In a book entitled “The Law of Small Numbers”, Bortkiewicz investigated the annual deaths by horse kicks in the Prussian Army from 1875 to 1894, noting that events with low frequency in a large population follow a Poisson distribution even when the probability varies (Supplementary Figure 1A). The Poisson distribution has commonly been used to model the number of events in an interval of time (Supplementary Figure 1A). The variance of clinical events in a trial is usually greater than the mean (Supplementary Figure 1B). In other words, the distribution of the number of clinical events is better represented by an overdispersed Poisson distribution. The negative binomial distribution is often used for modelling overdispersed Poisson data. Negative binomial regression analysis has been used to estimate treatment effect in terms of the rate ratio of a composite endpoint6,7,8,9 (Figure 4A) and is valuable especially in a high-risk population since patients tend to experience repeated adverse events. For this analysis, the “glm.nb” function from the “MASS” package in R software could be helpful17. In the PARADIGM-HF trial8, the primary endpoint (a composite of cardiovascular death or hospitalisation for congestive heart failure) was analysed by a negative binomial regression analysis (Figure 4B). On the other hand, this analysis considers only the total account of events per patient. Therefore, the same follow-up duration should be applied per patient, which sometimes restricts the application of this method.
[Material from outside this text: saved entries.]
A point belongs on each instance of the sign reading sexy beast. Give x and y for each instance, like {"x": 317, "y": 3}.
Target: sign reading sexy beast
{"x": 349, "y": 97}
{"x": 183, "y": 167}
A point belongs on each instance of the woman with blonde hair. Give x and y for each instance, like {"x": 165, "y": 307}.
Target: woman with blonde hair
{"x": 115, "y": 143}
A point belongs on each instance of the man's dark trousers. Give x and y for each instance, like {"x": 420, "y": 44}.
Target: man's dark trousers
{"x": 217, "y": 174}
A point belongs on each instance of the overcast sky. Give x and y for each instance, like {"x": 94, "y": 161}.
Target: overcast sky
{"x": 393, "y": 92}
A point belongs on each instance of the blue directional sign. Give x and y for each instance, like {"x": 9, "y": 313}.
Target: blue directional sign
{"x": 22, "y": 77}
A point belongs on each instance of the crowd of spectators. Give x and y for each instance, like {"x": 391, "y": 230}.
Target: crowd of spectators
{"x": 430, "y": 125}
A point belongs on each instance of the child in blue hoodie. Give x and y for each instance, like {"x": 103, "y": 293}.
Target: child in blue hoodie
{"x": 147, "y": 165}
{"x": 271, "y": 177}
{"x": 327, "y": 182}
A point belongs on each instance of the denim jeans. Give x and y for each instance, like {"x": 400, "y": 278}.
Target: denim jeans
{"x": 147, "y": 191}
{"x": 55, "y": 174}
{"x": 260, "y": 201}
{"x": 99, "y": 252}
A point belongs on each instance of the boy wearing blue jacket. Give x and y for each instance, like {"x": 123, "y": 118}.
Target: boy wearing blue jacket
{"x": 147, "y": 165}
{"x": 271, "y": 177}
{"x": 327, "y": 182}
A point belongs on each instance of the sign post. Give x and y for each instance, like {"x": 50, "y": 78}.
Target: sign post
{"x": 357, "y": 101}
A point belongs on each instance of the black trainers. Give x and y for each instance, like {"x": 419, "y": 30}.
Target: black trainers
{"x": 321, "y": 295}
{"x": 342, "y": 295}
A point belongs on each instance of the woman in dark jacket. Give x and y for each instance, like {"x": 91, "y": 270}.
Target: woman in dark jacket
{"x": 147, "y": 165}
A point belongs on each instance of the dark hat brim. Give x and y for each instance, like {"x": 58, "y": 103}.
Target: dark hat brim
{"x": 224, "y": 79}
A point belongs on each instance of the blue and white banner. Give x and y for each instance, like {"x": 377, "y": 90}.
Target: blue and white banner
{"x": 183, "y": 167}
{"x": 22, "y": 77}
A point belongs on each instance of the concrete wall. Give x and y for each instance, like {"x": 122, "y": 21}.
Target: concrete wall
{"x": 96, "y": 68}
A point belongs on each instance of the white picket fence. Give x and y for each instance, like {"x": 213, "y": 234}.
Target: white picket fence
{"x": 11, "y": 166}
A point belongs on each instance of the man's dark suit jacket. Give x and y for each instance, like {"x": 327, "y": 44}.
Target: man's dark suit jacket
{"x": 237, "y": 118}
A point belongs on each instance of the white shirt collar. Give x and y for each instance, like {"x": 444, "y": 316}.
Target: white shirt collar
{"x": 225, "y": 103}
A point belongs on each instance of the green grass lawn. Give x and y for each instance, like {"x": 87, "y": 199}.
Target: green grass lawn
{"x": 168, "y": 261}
COX-BASED MODELS FOR RECURRENT EVENTS
Negative binomial regression analysis is not applicable if the follow-up duration differs from patient to patient. To overcome this limitation, several time-to-event methods have been proposed for the analysis of repeated events. The Andersen-Gill model is a simple extension of the traditional Cox model and is based on a gap-time approach, in which the clock is reset after an event and the patient is at risk for the next event. This analysis assumes that the risk of an event is not affected by whether another event has already occurred4,5,9. The Wei-Lin-Weissfeld (WLW) model is different from the Andersen-Gill model in that it uses the time from study entry to the first, second and subsequent events (Figure 5A)8,9. In the WLW model, each time-ordered event is analysed on its own time-to-event basis, that is, for the first events in each patient, the second events in each patient, the third events in each patient, and so on. For these analyses, the “coxph” function from the “survival” package in R software could be helpful18. These analyses consider all adverse events and time to events. Therefore, these analyses are valuable in a high-risk population, like the negative binomial regression analysis. In addition, these analyses are applicable regardless of the follow-up duration of each patient. On the other hand, this methodological approach treats all adverse events as having equal severity; severe adverse events, such as death, could be underestimated as well as time-to-first-event analysis. In the REDUCE-IT trial, the primary endpoint (a composite of cardiovascular death, MI, stroke, revascularisation, or hospitalisation for unstable angina) – including recurrent events – was analysed using the Andersen-Gill and the WLW approaches (Figure 5B)9.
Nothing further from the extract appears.